C’est l’une des anecdotes les plus incroyables dans l’histoire de la presse belge – et peut-être de la presse tout court : le 10 décembre 1986, à la suite d’une panne informatique, le quotidien flamand « De Morgen » est sorti… entièrement écrit à la main !
Imaginez la surprise des tenanciers des kiosques et des abonnés du « Morgen », en ce matin du 10 décembre 1986 : en première page du quotidien, tout semble avoir été écrit à la main… Y compris le grand titre qui barre la « Une » : « Wie schrijft die blijft », autrement dit, « Les écrits restent ». Quand on feuillette le journal, on s’aperçoit que cela continue en page 2, en page 3… En fait, le journal dans son intégralité est entièrement manuscrit, chaque article dans une écriture différente. À part cela, le contenu semble normal : on retrouve les rubriques et les sujets habituels.
Mais de quoi s’agit-il ? Un coup publicitaire ? Pas vraiment, même si cela va le devenir. En réalité, cette bien étrange édition est le résultat d’une défaillance informatique qui, la veille, a touché la rédaction du quotidien flamand.
Dans le stress du bouclage
Il faut se représenter une salle de rédaction à cette époque : un vaste « open space » trépidant, où le crépitement des fax et le cliquetis des claviers est à peine couvert par le bruit des conversations téléphoniques. Tout cela dans une ambiance enfumée (la cigarette n’a pas encore été interdite dans les bureaux), tendue en permanence par les délais de « bouclage ». C’est comme cela que fonctionne un journal : l’actualité commande ce qu’il faut écrire, l’espace disponible détermine combien de lignes on peut écrire, et les impératifs logistiques, impression et distribution, décident du temps disponible pour les écrire… On boucle les pages tout au long de la journée, en fonction du degré d’urgence ; en général, les derniers contenus partent à l’imprimerie en fin de soirée, au plus tard vers minuit.

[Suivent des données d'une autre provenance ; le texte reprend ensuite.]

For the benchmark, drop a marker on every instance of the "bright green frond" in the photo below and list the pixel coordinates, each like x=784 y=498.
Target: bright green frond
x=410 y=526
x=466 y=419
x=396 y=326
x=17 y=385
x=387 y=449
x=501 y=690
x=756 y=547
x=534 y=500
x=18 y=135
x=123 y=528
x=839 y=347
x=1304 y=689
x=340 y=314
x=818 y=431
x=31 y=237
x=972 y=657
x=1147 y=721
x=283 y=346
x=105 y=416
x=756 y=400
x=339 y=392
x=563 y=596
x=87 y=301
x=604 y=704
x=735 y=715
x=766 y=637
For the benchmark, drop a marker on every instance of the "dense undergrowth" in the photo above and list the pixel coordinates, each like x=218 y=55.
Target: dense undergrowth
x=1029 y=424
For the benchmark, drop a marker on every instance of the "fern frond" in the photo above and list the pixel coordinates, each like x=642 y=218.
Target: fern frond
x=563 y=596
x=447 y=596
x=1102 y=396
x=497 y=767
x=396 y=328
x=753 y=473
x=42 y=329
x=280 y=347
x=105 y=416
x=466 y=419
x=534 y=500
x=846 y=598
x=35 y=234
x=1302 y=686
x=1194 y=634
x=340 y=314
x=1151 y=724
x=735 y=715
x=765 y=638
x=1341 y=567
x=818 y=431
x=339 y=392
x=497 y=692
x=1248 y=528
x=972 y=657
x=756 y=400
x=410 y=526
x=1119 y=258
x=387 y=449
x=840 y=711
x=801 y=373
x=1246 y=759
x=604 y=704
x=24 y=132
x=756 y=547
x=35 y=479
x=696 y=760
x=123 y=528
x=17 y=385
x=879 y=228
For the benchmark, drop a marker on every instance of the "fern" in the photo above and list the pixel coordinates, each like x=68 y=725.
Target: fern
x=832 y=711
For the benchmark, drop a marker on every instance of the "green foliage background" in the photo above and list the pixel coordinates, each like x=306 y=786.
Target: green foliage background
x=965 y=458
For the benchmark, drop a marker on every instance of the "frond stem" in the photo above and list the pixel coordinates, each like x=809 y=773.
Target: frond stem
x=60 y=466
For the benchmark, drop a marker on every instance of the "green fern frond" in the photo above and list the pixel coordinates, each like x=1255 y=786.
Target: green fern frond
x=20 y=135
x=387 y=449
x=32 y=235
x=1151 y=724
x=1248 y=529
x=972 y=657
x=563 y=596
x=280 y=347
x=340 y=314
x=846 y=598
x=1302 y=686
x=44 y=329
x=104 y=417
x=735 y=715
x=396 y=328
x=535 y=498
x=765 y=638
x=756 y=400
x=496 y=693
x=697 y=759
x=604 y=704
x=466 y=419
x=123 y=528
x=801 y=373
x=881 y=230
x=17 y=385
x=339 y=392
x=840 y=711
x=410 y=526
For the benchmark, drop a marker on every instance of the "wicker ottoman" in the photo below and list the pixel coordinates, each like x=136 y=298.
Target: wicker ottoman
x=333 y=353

Le milieu des années 1980, c’est aussi le début de l’informatisation pour la presse écrite. On ne tape plus à la machine, mais sur des claviers d’ordinateur. À l’époque, l’ordi du rédacteur est encore assez rudimentaire et ne sert pratiquement qu’au traitement de texte ; il n’est pas connecté à internet, qui n’existe pas encore, mais il est tout de même lié à un intranet qui permet d’envoyer et recevoir du texte.

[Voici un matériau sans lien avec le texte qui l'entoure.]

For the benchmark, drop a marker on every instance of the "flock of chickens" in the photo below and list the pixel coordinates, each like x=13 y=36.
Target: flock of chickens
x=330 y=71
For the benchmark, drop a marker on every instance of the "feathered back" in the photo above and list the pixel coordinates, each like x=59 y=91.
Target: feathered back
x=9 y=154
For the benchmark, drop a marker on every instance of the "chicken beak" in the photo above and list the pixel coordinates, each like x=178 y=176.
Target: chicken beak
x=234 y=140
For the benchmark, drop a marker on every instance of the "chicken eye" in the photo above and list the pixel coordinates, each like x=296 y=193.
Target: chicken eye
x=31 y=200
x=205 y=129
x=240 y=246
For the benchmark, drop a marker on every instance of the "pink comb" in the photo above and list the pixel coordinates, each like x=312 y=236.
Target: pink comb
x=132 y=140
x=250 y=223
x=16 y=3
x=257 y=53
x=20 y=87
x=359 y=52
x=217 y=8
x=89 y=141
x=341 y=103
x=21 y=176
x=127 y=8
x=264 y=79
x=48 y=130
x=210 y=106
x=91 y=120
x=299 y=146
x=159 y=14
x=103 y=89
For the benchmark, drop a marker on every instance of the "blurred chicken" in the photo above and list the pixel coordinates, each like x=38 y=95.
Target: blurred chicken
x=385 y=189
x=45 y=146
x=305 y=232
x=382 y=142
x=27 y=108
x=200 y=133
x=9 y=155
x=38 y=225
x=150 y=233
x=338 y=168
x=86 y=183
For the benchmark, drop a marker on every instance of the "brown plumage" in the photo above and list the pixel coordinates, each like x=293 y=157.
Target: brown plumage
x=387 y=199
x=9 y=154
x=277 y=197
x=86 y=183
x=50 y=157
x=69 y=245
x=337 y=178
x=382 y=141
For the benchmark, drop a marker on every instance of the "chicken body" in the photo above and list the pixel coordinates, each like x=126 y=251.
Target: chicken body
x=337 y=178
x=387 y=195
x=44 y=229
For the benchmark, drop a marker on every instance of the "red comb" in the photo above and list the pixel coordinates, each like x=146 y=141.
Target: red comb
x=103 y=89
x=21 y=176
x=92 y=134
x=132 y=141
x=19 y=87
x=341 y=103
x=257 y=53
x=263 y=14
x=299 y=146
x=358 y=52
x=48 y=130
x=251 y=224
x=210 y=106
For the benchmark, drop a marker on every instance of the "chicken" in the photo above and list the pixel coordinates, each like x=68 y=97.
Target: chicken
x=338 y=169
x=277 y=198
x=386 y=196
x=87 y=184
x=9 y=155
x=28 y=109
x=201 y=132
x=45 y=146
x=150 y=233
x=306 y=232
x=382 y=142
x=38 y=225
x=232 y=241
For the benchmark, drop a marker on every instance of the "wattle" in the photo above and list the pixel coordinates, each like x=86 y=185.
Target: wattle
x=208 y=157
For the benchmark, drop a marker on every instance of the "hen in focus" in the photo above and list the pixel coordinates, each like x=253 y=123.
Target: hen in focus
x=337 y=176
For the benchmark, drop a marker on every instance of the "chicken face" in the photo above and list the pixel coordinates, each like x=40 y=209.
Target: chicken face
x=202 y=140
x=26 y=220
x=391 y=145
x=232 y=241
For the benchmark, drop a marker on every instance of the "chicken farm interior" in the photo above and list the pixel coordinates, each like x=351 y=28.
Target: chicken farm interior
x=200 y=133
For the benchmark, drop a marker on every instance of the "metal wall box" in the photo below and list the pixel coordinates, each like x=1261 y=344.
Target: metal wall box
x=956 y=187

En aval de la rédaction, tout le processus de production reste analogique. Les articles envoyés à l’imprimerie sont tirés sur film, les photos d’illustration sont scannées, le tout est ensuite « monté », puis « flashé » sur les plaques d’impression, qui sont elles-mêmes « calées » sur la presse.
Retour au papier et au crayon !
Mais le 9 décembre 1986, rien ne va plus à la rédaction du « Morgen ». Une panne informatique générale empêche les journalistes de travailler. Le problème semble complexe, le temps passe et la réparation tarde… « Il était environ 15 heures et la deadline de certaines pages approchait », raconte Martin Heylen, alors membre de la rédaction. « On a bien cru que, pour la première fois, on ne sortirait pas de journal le lendemain. Et puis, quelqu’un a dit : ‘Et si on l’écrivait, ce journal ?’, ce qui a d’abord provoqué un grand éclat de rire. »
Et puis au fond, pourquoi pas ? Les articles écrits sur papier pourraient être scannés, puis imprimés tels quels. Sitôt dit, sitôt fait : on écarte les claviers devenus inutiles, on distribue les bics, crayons et gommes, et chacun se met à écrire son article, de sa plus belle écriture, aussi serrée que possible. C’est une course contre la montre qui commence. « Tout à coup, le silence s’est fait dans la rédaction », reprend Martin Heylen. « D’habitude, c’était le vacarme (…), mais là, on n’entendait plus rien. »
Une prouesse qui fait le tour du monde
Quelques heures plus tard, le pari est gagné. Pour boucler à temps les pages les plus tardives – celles des sports – les rédacteurs se sont même déplacés à l’imprimerie et les ont écrites sur place !
Ce moment de bravoure va faire parler de lui : on l’évoque en Belgique, bien sûr, mais l’anecdote est reprise par des journaux du monde entier, jusqu’au Japon et aux États-Unis – quant aux exemplaires du « Morgen » datés du 10 décembre 1986, ils sont devenus « collectors ».